Abe’s grandfather shown as ‘war criminal’

January 17, 2014 04:34 am | Updated November 16, 2021 08:54 pm IST - SHENYANG:

The "September 18 incident" museum in Shenyang, which was opened to journalists on Thursday. Photo: Ananth Krishnan

The "September 18 incident" museum in Shenyang, which was opened to journalists on Thursday. Photo: Ananth Krishnan

China on Thursday threw open to journalists for the first time a museum in this north-eastern city — where the Japanese occupation of China first began in 1931 — that showcases the atrocities committed by invading forces and also describes the grandfather of current Japanese Prime Minister Shinzo Abe – at the time a Japanese leader – as “a Class-A war criminal.”

The opening of the “September 18 Museum” to journalists came amid rising tensions – and an increasingly heated propaganda war – with Japan, triggered by competing claims over disputed East China Sea islands, and complicated by continuing disagreements over wartime history.

The museum takes its name from the date of the “Mukden Incident,” which marked the start of the occupation. It was in this cold north-eastern city, earlier known as Mukden, where Japanese troops, Chinese scholars say, staged an explosion of a Japanese railway line in 1931 as a pretext to launch a full-blown invasion. The Japanese occupation of China, which lasted until the end of the Second World War in 1945, remains an emotive issue in China today.

Chinese state media frequently highlight atrocities committed by invading troops, such as the “Rape of Nanking” that left, according to Chinese estimates, more than 300,000 people killed. The question of history has begun to occupy increasingly prominent attention in bilateral relations seventy years on.

China has accused Mr. Abe, a Conservative politician who took office in December 2012, of attempting to rewrite history and downplay atrocities. Mr. Abe recently angered both China and South Korea – which also faced Japanese occupation – by becoming the first Japanese leader in seven years to visit the Yasukuni Shrine, which honours Japan’s civilian war-dead but also enshrines 14 Class-A war criminals, including officials behind the Nanking massacre.

Although Mr. Abe expressed “severe remorse for the past” and pledged “never to wage a war again,” the visit brought condemnation from Beijing and Seoul. This contested history is on display in the sprawling campus of the museum, which declares as its mission “Taking history as lesson, anticipating peace and guarding against the rebirth of Japanese Imperial militarism.”
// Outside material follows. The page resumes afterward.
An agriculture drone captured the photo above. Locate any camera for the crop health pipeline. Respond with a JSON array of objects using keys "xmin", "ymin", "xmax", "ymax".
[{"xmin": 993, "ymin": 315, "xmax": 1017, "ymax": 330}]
Somewhat controversially, its exhibits include a display of Mr. Abe’s grandfather, Nobusuke Kishi, who served for three years as a senior official in the Manchukuo puppet government installed in Shenyang following the invasion. Kishi was initially charged with war crimes but was subsequently cleared of the charges by a Tokyo tribunal. He later rejoined politics and went on to become Prime Minister in 1957.

The exhibit, however, says, “He is a first degree war criminal. He was once head of the industrial ministry of the Manchukuo government. He was later Japanese Prime Minister in 1957 and 1958.” A guide pointedly explained to visitors that the official was “the grandfather of the Japanese Prime Minister Abe.”

The display reflects perceptions among many Chinese officials that Mr. Abe is a “revisionist” bent upon denying wartime history, and also rewriting Japan’s pacifist Constitution and reviving militarism – claims that Japan rejects. Tokyo has itself expressed anxiety over what it sees as a threat from China’s own massive military modernisation and assertiveness in disputes with several neighbours.

“I think we can see the influence of his grandfather in the Prime Minister’s own outlook,” said Wang Jianxue, a historian and scholar affiliated with the museum. “His grandfather spent three years here as a vice minister. Only if we learn this history,” he added, “can we appreciate today’s peace.”

Mr. Abe has written that he felt “strong repulsion” at suggestions that his grandfather was a war criminal suspect. “Because of that experience, I may have become emotionally attached to ‘conservatism,’ on the contrary,” he wrote in his book “Toward a Beautiful Country”, according to a report in the Japan Times .

The Chinese government is showcasing this war time history even as it ratchets up international pressure on Japan. The Shenyang museum was refurbished in 1997 and cost 100 million Yuan to build ($ 16 million), according to curator Jing Xiaoguang. He said it receives 8 million visitors a year, with school students accounting for around 60 per cent.

Exhibits display mass graves and include gruesome photographs, showing the severed heads of Chinese lining Shenyang’s streets and torture in camps.

“From that day on the Japanese invaders went on to commit numerous massacres of unparalleled savagery and committed innumerable criminal acts,” says one plaque. “The Chinese people suffered more than 5,000 days and nights of hatred and terror.”